Mas os partidos querem sobretudo alguém que seja capaz de reunir eleitores vindos de todas as franjas da população à volta das ideias do seu partido. O que supõe um certo talento oratório, no sentido positivo. Isto é que não deve ser utilizado para maquilhar a pobreza dum projecto…
E aqui chegamos ao ponto importante: a honestidade, uma das qualidades essenciais. Ou dizendo-o doutra maneira: a coragem de dizer a “verdade”. Cessar de fazer promessas irrealistas…
E se dissermos que o candidato deve mostrar que é competente, que mediu as consequências das suas proposições e será capaz de as pôr em execução…e que saberá: -
• Banir a xenofobia e a discriminação
• Pensar na importância da ecologia
• Pensar em todo o eleitorado e não num eleitorado particular.
• Aplicar a noção da justiça social
Chegamos à conclusão: MISSAO IMPOSSIVEL.
E então será o mais hábil que chegará ao poleiro. E os povos avançam assim (ou recuam), de experiência em experiência, até à próxima vez. E por vezes, quando o retrocesso é fatal, os partidos desaparecem.

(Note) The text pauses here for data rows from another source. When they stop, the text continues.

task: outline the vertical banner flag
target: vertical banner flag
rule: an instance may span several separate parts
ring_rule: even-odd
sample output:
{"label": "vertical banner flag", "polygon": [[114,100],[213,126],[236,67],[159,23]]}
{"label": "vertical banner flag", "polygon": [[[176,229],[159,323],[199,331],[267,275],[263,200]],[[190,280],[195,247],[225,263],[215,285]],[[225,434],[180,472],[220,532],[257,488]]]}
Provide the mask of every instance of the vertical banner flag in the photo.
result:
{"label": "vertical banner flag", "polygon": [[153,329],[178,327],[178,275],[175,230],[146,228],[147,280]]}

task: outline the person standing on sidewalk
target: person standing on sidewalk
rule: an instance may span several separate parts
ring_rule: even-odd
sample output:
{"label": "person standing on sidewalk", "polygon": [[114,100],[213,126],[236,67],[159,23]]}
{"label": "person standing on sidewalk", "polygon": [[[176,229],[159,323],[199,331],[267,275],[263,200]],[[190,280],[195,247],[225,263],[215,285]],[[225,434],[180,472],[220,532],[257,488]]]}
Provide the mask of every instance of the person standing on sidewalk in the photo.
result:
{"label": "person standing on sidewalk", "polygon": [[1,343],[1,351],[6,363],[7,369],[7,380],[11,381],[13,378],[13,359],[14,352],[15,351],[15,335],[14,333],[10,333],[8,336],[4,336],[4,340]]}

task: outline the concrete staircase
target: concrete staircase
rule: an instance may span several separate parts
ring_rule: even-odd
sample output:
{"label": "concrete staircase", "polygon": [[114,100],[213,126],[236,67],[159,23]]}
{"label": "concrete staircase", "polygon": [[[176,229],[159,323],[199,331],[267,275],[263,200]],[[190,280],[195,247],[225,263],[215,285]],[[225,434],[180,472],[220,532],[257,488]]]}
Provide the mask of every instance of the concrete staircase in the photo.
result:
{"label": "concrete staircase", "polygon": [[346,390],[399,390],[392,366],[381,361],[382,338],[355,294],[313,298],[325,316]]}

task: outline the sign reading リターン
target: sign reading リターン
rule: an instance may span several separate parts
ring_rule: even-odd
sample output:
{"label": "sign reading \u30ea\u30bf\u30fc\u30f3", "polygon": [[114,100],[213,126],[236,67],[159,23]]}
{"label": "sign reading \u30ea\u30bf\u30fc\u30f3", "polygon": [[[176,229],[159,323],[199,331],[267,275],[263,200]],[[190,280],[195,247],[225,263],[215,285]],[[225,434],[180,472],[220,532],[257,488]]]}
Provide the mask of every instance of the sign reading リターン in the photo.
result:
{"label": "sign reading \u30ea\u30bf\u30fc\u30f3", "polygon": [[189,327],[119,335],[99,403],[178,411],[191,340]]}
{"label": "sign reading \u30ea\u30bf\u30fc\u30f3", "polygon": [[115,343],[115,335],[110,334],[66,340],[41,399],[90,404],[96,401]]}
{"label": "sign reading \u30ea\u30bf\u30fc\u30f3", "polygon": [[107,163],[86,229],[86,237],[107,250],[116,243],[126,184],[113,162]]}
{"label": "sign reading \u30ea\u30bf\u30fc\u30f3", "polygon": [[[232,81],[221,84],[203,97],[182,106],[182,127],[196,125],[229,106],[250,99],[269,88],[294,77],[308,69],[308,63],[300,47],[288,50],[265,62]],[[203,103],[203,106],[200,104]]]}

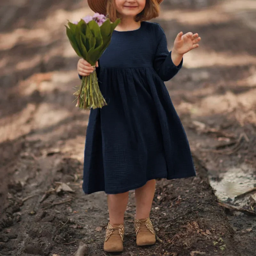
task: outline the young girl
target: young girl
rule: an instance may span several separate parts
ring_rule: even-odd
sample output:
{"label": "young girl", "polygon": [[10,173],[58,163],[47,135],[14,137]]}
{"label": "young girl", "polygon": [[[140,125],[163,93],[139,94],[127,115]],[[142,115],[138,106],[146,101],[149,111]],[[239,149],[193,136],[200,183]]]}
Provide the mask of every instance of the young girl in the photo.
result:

Não vejo que a democracia tenha melhorado com a chegada dos movimentos de cidadãos que tantos disseram ser a panaceia para descréditos partidários.
Até estará pior em muitas coisas (que não no governo e assembleia, que, justamente, têm lá apenas os partidos).
Causa-efeito? Não me parece, mas ainda assim...
O que mudaria a "situação" seria os votos brancos e nulos contarem.
Enquanto isso não acontecer a abstenção será sempre o maior partido porque, como está, nada muda.
Até o Presidente Marcelo "proibiu" os abstencionistas de participarem...
O Sr. Freitas é mesmo um catedrático da "bola",....enganei-me da "política"...
Entretanto, na Catalunha, o espaço aéreo sobre Barcelona vai estar condicionado para que não haja imagens aéreas do povo tentando... votar.
Estes catalães são mesmo estranhos: a tentarem... votar!
Texto corajoso. Fluente catarse ?.
Sim, o poder de mexer a sério nos dinheiros públicos, esse, continua a ser um exclusivo, incontrolado, dos partidos da alternância, PSD e PS. Taticamente protegem-se, em mútua consonância de interesses, pelo que apesar do muito teatro o presente formato político, tão cedo, não vai evoluir.
As autarquias em Portugal, por seu lado, no que respeita aos dinheiros públicos, só "manuseiam" migalhas. Claro que há quem se mate e esfole por conseguir, repetidamente e para si, tão altruísta missão. O poder é viciante. JS
Com o que li neste "post" é que se demonstra que este regime, tão parecido com a 1ª República, não funciona pois ainda é mantido, como desde o ínicio, por subvenções. As quais algumas da Europa, mas outras não se sabe muito bem a que obrigam.
Isto era preciso uma democracia,tal como na 1ª República, que com a urgência, foi um pouco feita a martelo.
Enfim isto tem mudado pouco mesmo com mais dinheiro.